Howard: We’re going to talk about a couple of other stories that I came across. Researchers at Crowdstrike issued their annual global threat report this week and among the findings: It took hackers an average of an hour and 38 minutes to move from an initially compromised device to another one and that basically means it defenders have about 90 minutes detect and stop an intruder on the first computer server or domain controller they crack. What do you think of this.
Terry Cutler: 90 minutes is a very long time. And here’s the issue I see often: Most companies don’t have proper detection technology in place to find a hacker in there. I’ll give you an example: I run into this exact challenge when I get hired to do penetration tests. The first thing we do is run a vulnerability scan to see what’s vulnerable in there, and run some exploitation tools after that to see what we can compromise. And during that whole scan nobody knows we’re in there. We’re not even being quiet about it. They [defenders] don’t have any sensors to say, ‘You know there’s an attack happening here.’ Once we [the testers] compromise a machine we’re able to deploy an agent, so we use professional tools to help speed up our work. We become a system level service, and from there we can actually do what’s called a migrate process, which allows us to hide our process from the hacked agent into let’s say svc host, which is a legitimate Windows process.

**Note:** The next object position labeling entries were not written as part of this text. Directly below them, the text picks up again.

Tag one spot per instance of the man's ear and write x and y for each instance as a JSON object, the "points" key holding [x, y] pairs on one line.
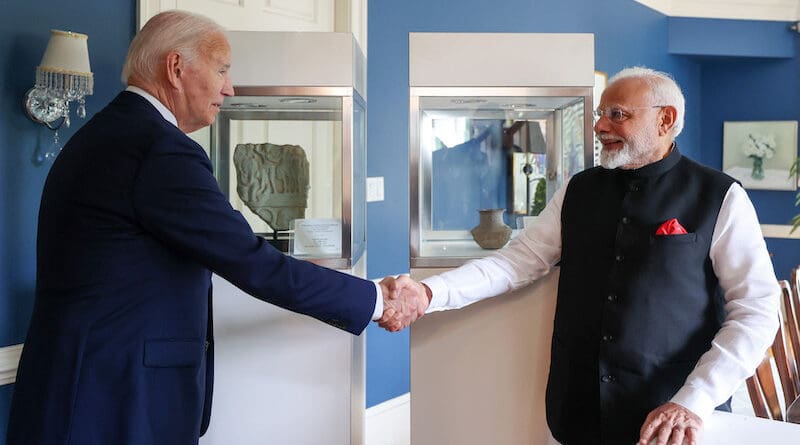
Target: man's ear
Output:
{"points": [[175, 69], [667, 118]]}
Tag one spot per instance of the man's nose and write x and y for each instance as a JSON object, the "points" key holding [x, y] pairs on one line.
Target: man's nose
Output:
{"points": [[601, 125], [227, 89]]}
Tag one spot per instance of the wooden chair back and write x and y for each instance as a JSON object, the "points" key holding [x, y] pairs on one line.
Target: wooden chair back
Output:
{"points": [[762, 387]]}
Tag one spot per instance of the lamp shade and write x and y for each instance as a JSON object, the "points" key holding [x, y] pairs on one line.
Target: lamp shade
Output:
{"points": [[67, 53]]}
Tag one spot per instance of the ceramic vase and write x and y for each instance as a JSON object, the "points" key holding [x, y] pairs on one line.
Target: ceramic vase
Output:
{"points": [[492, 232], [758, 168]]}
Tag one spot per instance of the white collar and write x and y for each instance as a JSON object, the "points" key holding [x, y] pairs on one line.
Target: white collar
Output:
{"points": [[168, 116]]}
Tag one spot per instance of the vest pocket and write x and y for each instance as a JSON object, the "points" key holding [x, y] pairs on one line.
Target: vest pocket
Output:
{"points": [[173, 353], [687, 238]]}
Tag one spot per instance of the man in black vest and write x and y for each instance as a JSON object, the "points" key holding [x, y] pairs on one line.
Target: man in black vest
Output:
{"points": [[667, 299]]}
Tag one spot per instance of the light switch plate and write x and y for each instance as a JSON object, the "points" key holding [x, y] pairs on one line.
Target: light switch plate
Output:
{"points": [[375, 189]]}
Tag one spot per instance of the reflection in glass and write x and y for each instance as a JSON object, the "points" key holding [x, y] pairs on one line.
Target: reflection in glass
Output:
{"points": [[285, 163], [471, 153]]}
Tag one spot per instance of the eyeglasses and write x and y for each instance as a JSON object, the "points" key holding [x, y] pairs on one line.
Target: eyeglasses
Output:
{"points": [[618, 115]]}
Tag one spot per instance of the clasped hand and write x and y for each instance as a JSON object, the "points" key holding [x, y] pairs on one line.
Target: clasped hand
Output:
{"points": [[404, 301]]}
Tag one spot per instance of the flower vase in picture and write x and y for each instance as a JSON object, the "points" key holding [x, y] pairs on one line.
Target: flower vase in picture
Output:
{"points": [[492, 232], [757, 147]]}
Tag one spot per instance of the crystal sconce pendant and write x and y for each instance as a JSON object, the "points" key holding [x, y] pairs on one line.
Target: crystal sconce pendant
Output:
{"points": [[63, 76]]}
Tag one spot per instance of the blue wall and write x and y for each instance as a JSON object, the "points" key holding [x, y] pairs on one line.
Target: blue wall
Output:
{"points": [[626, 33], [24, 32], [746, 88]]}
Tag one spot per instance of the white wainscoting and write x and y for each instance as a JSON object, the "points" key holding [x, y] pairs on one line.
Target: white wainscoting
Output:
{"points": [[9, 359], [389, 423]]}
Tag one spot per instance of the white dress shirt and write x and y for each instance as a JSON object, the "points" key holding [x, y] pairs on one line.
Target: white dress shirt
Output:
{"points": [[739, 258], [170, 117]]}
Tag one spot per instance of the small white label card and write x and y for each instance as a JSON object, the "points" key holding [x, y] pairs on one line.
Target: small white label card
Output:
{"points": [[317, 237]]}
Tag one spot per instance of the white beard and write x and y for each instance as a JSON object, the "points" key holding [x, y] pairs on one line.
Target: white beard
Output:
{"points": [[635, 151]]}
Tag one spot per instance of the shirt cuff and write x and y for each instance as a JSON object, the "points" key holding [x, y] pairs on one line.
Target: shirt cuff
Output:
{"points": [[378, 312], [438, 293], [695, 401]]}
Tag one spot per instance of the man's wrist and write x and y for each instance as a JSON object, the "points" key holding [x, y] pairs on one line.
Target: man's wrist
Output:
{"points": [[428, 292]]}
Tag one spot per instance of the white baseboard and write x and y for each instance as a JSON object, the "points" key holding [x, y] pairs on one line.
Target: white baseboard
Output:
{"points": [[9, 359], [389, 423]]}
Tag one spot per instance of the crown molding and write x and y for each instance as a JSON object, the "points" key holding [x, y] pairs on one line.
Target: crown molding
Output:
{"points": [[777, 10]]}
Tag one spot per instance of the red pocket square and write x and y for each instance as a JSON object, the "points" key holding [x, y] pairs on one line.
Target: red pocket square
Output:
{"points": [[671, 227]]}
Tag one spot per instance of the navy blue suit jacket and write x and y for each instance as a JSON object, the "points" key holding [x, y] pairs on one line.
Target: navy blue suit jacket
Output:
{"points": [[132, 224]]}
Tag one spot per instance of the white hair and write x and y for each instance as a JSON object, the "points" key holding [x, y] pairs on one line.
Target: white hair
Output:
{"points": [[663, 91], [181, 31]]}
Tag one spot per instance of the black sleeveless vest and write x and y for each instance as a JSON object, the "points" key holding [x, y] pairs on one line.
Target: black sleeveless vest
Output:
{"points": [[635, 311]]}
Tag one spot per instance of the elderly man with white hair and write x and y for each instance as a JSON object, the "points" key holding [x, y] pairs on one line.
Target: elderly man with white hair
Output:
{"points": [[132, 224], [667, 299]]}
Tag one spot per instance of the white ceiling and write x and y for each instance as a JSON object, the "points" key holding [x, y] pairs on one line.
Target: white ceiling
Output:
{"points": [[780, 10]]}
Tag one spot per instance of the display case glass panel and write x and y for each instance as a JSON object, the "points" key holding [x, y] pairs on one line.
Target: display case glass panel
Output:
{"points": [[488, 148], [286, 159]]}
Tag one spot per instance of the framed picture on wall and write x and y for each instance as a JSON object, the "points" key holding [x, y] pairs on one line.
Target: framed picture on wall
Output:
{"points": [[760, 153]]}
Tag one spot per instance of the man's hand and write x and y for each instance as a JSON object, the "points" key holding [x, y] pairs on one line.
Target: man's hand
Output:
{"points": [[404, 301], [670, 424]]}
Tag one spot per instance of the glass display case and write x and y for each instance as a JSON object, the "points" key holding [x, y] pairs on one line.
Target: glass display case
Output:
{"points": [[292, 160], [476, 151]]}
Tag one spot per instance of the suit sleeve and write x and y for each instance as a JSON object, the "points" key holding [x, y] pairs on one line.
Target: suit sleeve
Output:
{"points": [[177, 199]]}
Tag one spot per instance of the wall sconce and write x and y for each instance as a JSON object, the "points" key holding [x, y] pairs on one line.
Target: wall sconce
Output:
{"points": [[63, 75]]}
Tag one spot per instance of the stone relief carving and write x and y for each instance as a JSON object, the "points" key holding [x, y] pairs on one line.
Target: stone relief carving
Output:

So now when the [defence] investigators go and look, we’re hidden within a legit process.
On top of that our tools communicate back to us in an encrypted fashion so they can’t intercept our transmission. Now we can do a pass the hash. This is an attack where you can use the [credential] information and pass it off to a server. It could log me in as you without ever knowing the password. We can also do what’s called an agent pivot where we make it look like another machine is actually attacking the network and not the one I’m in.